My own ten days were spent between Mumbai and Goa, between Hindu and Catholic traditionalism, between the metropolis and the rural. The contrasts are extreme, and the differences in wealth are obvious. India is a country of great wealth, enormous investment and infrastructure, and a large middle class, but many there still suffer privation and poverty. Housing can range from modern apartments and individual homes to huts and crumbling buildings.

The mega-city of Mumbai, with its population somewhere over the twenty-million mark, is not merely polluted, it is poisoned, with its wind water and earth not fit for human consumption. Leaving this metropolis by train your lungs breath freer, and the landscape rolls out before you. There is not one square kilometre where you cannot spot a human soul. Children splash about in a river below the train, women launder their clothes on a shoreline, elderly women collect sticks in the brush, a man walks about a field, his immediate objective not apparent. It is dry season and fires burn off last harvest’s remains, and the humidity creates a veil over the hills and mountains beyond.

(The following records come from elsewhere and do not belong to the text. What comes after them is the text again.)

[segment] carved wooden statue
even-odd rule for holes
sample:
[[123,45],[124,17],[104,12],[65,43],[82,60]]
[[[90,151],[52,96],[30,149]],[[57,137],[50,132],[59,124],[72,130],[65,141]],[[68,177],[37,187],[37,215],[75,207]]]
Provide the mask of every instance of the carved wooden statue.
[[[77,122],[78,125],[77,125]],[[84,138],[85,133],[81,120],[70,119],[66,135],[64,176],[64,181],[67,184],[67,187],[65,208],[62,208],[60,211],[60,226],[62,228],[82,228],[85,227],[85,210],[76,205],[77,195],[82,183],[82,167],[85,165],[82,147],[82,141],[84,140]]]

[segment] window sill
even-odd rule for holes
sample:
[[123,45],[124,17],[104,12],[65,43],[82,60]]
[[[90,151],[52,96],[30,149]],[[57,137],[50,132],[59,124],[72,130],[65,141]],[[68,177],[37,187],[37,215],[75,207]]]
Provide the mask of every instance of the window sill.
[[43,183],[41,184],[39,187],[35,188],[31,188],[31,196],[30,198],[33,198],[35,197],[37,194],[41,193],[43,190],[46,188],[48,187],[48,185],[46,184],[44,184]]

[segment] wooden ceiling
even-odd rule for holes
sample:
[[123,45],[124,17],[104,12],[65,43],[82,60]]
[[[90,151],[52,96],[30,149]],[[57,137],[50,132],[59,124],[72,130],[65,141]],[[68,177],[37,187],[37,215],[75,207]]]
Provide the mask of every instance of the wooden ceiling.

Reaching Goa, your senses relax. It is refreshing to leave behind the congestion of Mumbai for the palm treed cities and towns of this formerly Portuguese colony. Here the legacy of the colonial days is apparent in the beautiful architecture of the urban and rural homesteads, and also in the presence of Catholicism in the little chapels scattered throughout the landscape and the omnipresent Jesus Christ and Virgin Mary in taxis, portraits and statues.

In India you fall into a kaleidoscope, a kaleidoscope of religions, cultures, languages, and classes all mixing together, weaving in and out of the other to form a disorienting yet mesmerising mass of colours and sensations. In India you can only but dive into this multicolour confusion and let the sounds and sights, the cuisine and customs, the dress and rhythms entrance you in its polychromatic captivation.